Tuberkulosis merupakan salah satu permasalahan global cerminan status endemi di suatu negara masih menjadi musuh utama bagi kesejahteraan masyarakat. Penyakit ini menyebabkan beban ekonomi dengan menghambat produktivitas seseorang terutama di lingkungan masyarakat ekonomi rentan dengan kepadatan penduduk yang tinggi dan kebersihan yang kurang optimal.
Tuberkulosis memberikan pelajaran nyata bagaimana suatu permasalahan kesehatan yang belum tuntas mampu berinteraksi dengan kejadian pandemi baru dan menimbulkan efek domino yang sangat merugikan masyarakat.
Di tengah kontraksi ekonomi terkait Covid-19, BPJS Kesehatan memperkirakan sekitar 3,5 juta pekerja kehilangan pekerjaan serta status kepesertaan Jaminan Kesehatan Nasional pada tengah tahun 2021. Hal ini berdampak pada hilangnya perlindungan finansial masyarakat dalam mengakses layanan kesehatan.
Kajian yang dilakukan oleh Fuady dkk pada tahun 2018 menyatakan bahwa sebuah rumah tangga berpotensi menanggung beban biaya akibat tuberkulosis sekitar hampir Rp 2 juta untuk setiap pasien sensitif obat dan sekitar Rp 40 juta untuk tiap pasien yang sudah resisten dengan pengobatan awal.
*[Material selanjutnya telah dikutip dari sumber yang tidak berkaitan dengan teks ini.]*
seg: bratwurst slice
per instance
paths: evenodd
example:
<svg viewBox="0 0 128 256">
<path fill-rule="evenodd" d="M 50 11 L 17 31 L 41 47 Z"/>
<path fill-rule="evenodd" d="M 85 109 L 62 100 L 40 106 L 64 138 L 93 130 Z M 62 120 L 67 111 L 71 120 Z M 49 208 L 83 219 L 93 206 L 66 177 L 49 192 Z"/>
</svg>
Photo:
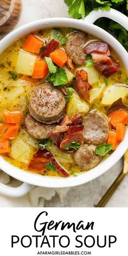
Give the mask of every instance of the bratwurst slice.
<svg viewBox="0 0 128 256">
<path fill-rule="evenodd" d="M 31 117 L 30 114 L 25 117 L 25 125 L 28 133 L 37 139 L 47 139 L 49 137 L 49 133 L 55 129 L 55 124 L 44 124 L 39 123 Z"/>
<path fill-rule="evenodd" d="M 29 111 L 39 122 L 47 124 L 59 122 L 64 114 L 65 106 L 63 93 L 50 82 L 35 86 L 31 93 Z"/>
<path fill-rule="evenodd" d="M 67 55 L 77 65 L 84 65 L 86 60 L 84 46 L 87 36 L 82 32 L 74 32 L 69 36 L 66 44 Z"/>
<path fill-rule="evenodd" d="M 108 121 L 104 114 L 92 111 L 84 117 L 84 140 L 89 144 L 102 145 L 106 143 L 109 132 Z"/>
<path fill-rule="evenodd" d="M 74 154 L 76 164 L 86 170 L 97 165 L 102 159 L 101 156 L 94 154 L 95 146 L 93 145 L 81 146 Z"/>
</svg>

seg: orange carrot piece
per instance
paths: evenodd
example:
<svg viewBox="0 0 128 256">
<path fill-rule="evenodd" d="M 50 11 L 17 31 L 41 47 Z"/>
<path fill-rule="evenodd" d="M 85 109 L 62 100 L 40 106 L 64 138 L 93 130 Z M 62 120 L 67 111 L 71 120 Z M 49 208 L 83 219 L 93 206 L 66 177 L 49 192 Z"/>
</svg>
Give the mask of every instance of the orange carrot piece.
<svg viewBox="0 0 128 256">
<path fill-rule="evenodd" d="M 67 55 L 66 52 L 62 49 L 59 49 L 50 54 L 50 57 L 53 62 L 59 67 L 63 67 L 67 62 Z"/>
<path fill-rule="evenodd" d="M 5 110 L 4 111 L 4 119 L 8 124 L 19 124 L 22 121 L 22 114 L 20 111 L 15 112 Z"/>
<path fill-rule="evenodd" d="M 112 113 L 111 117 L 110 116 L 110 122 L 115 128 L 117 124 L 125 124 L 128 121 L 128 113 L 125 110 L 117 110 L 113 114 Z"/>
<path fill-rule="evenodd" d="M 107 143 L 112 144 L 113 145 L 112 150 L 115 150 L 118 145 L 116 131 L 110 131 Z"/>
<path fill-rule="evenodd" d="M 11 151 L 10 143 L 8 139 L 0 140 L 0 153 L 9 153 Z"/>
<path fill-rule="evenodd" d="M 118 142 L 123 140 L 125 134 L 125 126 L 123 124 L 117 124 L 116 126 L 117 138 Z"/>
<path fill-rule="evenodd" d="M 45 60 L 37 60 L 34 68 L 33 78 L 44 78 L 49 70 Z"/>
<path fill-rule="evenodd" d="M 7 124 L 2 130 L 2 135 L 6 139 L 15 138 L 19 130 L 19 125 L 15 124 Z"/>
<path fill-rule="evenodd" d="M 24 50 L 33 53 L 39 54 L 40 48 L 43 45 L 43 41 L 33 35 L 29 35 L 23 49 Z"/>
</svg>

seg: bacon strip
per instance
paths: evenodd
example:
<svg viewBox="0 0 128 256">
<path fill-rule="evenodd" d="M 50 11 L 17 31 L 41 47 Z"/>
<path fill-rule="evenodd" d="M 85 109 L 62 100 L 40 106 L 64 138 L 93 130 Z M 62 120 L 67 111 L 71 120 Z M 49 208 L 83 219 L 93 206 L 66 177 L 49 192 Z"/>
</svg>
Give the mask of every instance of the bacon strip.
<svg viewBox="0 0 128 256">
<path fill-rule="evenodd" d="M 82 130 L 84 127 L 84 125 L 73 125 L 69 127 L 60 144 L 60 149 L 69 145 L 75 140 L 77 140 L 78 143 L 82 144 L 83 142 Z"/>
<path fill-rule="evenodd" d="M 85 50 L 87 54 L 91 54 L 92 53 L 98 53 L 106 54 L 109 49 L 108 43 L 105 42 L 96 41 L 93 43 L 87 44 L 85 47 Z"/>
<path fill-rule="evenodd" d="M 40 149 L 34 155 L 29 165 L 28 170 L 33 170 L 40 172 L 41 171 L 42 173 L 46 169 L 45 165 L 50 161 L 61 176 L 63 177 L 69 176 L 68 171 L 60 165 L 52 153 L 46 149 L 43 150 Z"/>
<path fill-rule="evenodd" d="M 91 54 L 94 67 L 104 75 L 110 76 L 117 73 L 120 67 L 119 63 L 110 56 L 108 44 L 101 41 L 97 41 L 85 47 L 85 52 Z"/>
</svg>

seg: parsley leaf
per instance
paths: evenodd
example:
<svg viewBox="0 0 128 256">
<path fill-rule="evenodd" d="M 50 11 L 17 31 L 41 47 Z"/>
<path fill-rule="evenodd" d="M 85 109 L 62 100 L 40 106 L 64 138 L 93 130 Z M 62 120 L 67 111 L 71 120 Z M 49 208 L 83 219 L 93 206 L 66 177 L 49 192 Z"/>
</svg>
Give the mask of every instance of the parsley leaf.
<svg viewBox="0 0 128 256">
<path fill-rule="evenodd" d="M 68 78 L 65 69 L 62 68 L 58 67 L 57 71 L 55 74 L 52 75 L 50 78 L 47 76 L 48 81 L 52 82 L 54 86 L 63 85 L 68 84 Z"/>
<path fill-rule="evenodd" d="M 45 165 L 45 167 L 48 169 L 50 170 L 50 171 L 56 171 L 56 168 L 53 165 L 51 161 L 48 163 L 48 164 L 46 164 Z"/>
<path fill-rule="evenodd" d="M 65 150 L 68 150 L 69 149 L 73 149 L 77 150 L 80 147 L 80 144 L 77 142 L 76 140 L 71 142 L 69 144 L 65 146 L 63 149 Z"/>
<path fill-rule="evenodd" d="M 17 74 L 15 74 L 15 73 L 13 73 L 13 72 L 9 72 L 10 75 L 11 75 L 11 78 L 14 80 L 16 79 L 17 78 Z"/>
<path fill-rule="evenodd" d="M 108 79 L 106 79 L 106 78 L 104 78 L 104 81 L 106 85 L 108 85 L 109 81 Z"/>
<path fill-rule="evenodd" d="M 60 42 L 61 44 L 65 44 L 67 43 L 67 39 L 63 37 L 59 29 L 54 30 L 53 32 L 53 37 L 54 39 Z"/>
<path fill-rule="evenodd" d="M 86 67 L 91 67 L 92 66 L 93 66 L 94 63 L 93 63 L 92 56 L 88 54 L 87 54 L 86 58 L 87 58 L 87 61 L 86 61 Z"/>
<path fill-rule="evenodd" d="M 39 146 L 41 149 L 49 150 L 51 146 L 51 139 L 48 138 L 40 140 L 39 143 Z"/>
<path fill-rule="evenodd" d="M 45 61 L 47 64 L 49 72 L 55 73 L 57 71 L 57 67 L 54 65 L 51 58 L 44 57 Z"/>
<path fill-rule="evenodd" d="M 66 102 L 67 102 L 73 97 L 72 94 L 73 94 L 73 89 L 72 87 L 68 87 L 68 88 L 66 88 L 66 91 L 67 91 L 67 95 L 65 96 L 65 99 L 66 99 Z"/>
<path fill-rule="evenodd" d="M 97 146 L 95 148 L 94 155 L 104 156 L 109 152 L 113 148 L 113 145 L 110 144 Z"/>
</svg>

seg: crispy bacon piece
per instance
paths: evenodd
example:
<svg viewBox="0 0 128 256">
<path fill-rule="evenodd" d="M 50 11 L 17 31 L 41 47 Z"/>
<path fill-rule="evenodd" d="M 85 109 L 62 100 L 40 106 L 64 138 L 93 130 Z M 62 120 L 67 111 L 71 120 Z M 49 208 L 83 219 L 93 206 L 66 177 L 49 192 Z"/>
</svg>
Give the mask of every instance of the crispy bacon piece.
<svg viewBox="0 0 128 256">
<path fill-rule="evenodd" d="M 106 54 L 109 49 L 109 46 L 105 42 L 96 41 L 87 44 L 85 49 L 87 54 L 91 54 L 92 53 Z"/>
<path fill-rule="evenodd" d="M 85 47 L 85 52 L 91 54 L 94 67 L 104 75 L 110 76 L 117 73 L 120 67 L 119 63 L 110 56 L 108 44 L 105 42 L 97 41 Z"/>
<path fill-rule="evenodd" d="M 82 130 L 84 127 L 84 125 L 73 125 L 69 127 L 60 144 L 60 149 L 69 145 L 75 140 L 76 140 L 78 143 L 82 144 L 83 142 Z"/>
<path fill-rule="evenodd" d="M 61 176 L 64 177 L 68 177 L 69 176 L 69 174 L 68 171 L 60 165 L 54 158 L 52 153 L 46 149 L 43 150 L 40 149 L 38 150 L 34 155 L 32 159 L 31 159 L 28 169 L 37 171 L 37 172 L 40 172 L 40 173 L 41 173 L 41 172 L 43 173 L 46 170 L 45 165 L 49 163 L 50 161 L 52 162 L 53 165 L 55 167 L 56 170 Z"/>
<path fill-rule="evenodd" d="M 59 42 L 54 39 L 48 43 L 45 50 L 41 54 L 41 58 L 43 59 L 44 57 L 49 57 L 49 54 L 54 50 L 56 50 L 59 46 Z"/>
<path fill-rule="evenodd" d="M 78 125 L 82 122 L 82 116 L 81 114 L 74 113 L 70 120 L 74 125 Z"/>
<path fill-rule="evenodd" d="M 73 65 L 72 59 L 71 59 L 69 56 L 67 57 L 66 64 L 67 66 L 69 68 L 71 72 L 74 73 L 75 71 L 75 67 Z"/>
<path fill-rule="evenodd" d="M 80 97 L 83 100 L 89 100 L 89 91 L 92 88 L 88 82 L 87 73 L 83 69 L 76 71 L 75 72 L 76 78 L 75 82 L 75 89 Z"/>
</svg>

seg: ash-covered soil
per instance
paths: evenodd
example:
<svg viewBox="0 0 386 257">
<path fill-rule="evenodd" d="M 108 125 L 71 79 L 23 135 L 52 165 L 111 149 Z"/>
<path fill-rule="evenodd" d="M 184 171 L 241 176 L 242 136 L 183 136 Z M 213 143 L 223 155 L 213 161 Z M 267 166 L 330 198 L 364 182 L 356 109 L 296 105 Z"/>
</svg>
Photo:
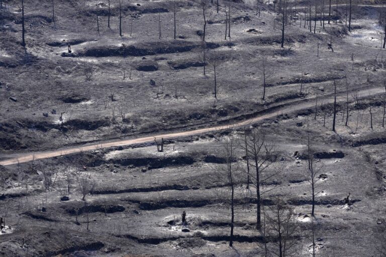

Bank Dunia pada tahun 2020 menambahkan bahwa di Indonesia masih terdapat sekitar 25 juta warga yang berada di bawah garis kemiskinan serta berada pada posisi rentan terhadap guncangan terkait ekonomi dan kesehatan. Artinya, kelompok penduduk ini sangat mungkin terdorong lebih dalam ke jurang kemiskinan akibat penyakit tuberkulosis di tengah pandemi Covid-19.
Pembenahan kebijakan
Kemudian apa yang menjadi kecemasan dalam pengelolaan kesehatan masyarakat pun terjadi. Organisasi Kesehatan Dunia (WHO) pada tahun 2020 menyebutkan bahwa Indonesia menempati peringkat kedua dari 16 negara dengan penurunan tingkat pelaporan kasus tuberkulosis paling signifikan selama pandemi Covid-19, lebih dari separuh kasus tuberkulosis tidak terlapor dari total hampir satu juta kasus yang diperkirakan. Hal ini mengisyaratkan bahwa sebagian masyarakat yang terdampak tuberkulosis tidak lagi mengakses layanan kesehatan selama pandemi dan berpotensi menimbulkan dampak sosial ekonomi lebih luas.
Keterlibatan Indonesia di kancah kesehatan global forum G20 seyogianya dimulai dengan pembenahan kebijakan domestik tentang TBC yang menjadi target Tujuan Pembangunan Berkelanjutan (SDGs). Presiden Joko Widodo sudah memberikan respons terhadap permasalahan TBC dengan menerbitkan Peraturan Presiden Nomor 67 Tahun 2021 tentang Penanggulangan Tuberkulosis. Aturan ini menitikberatkan bahwa pendanaan pelayanan kesehatan perseorangan pasien TBC dibebankan kepada pendanaan jaminan kesehatan. Pemerintah baik pusat dan daerah harus berperan aktif dalam melakukan mitigasi dampak psikososial dan ekonomi dengan memberikan jaminan dan perlindungan sosial.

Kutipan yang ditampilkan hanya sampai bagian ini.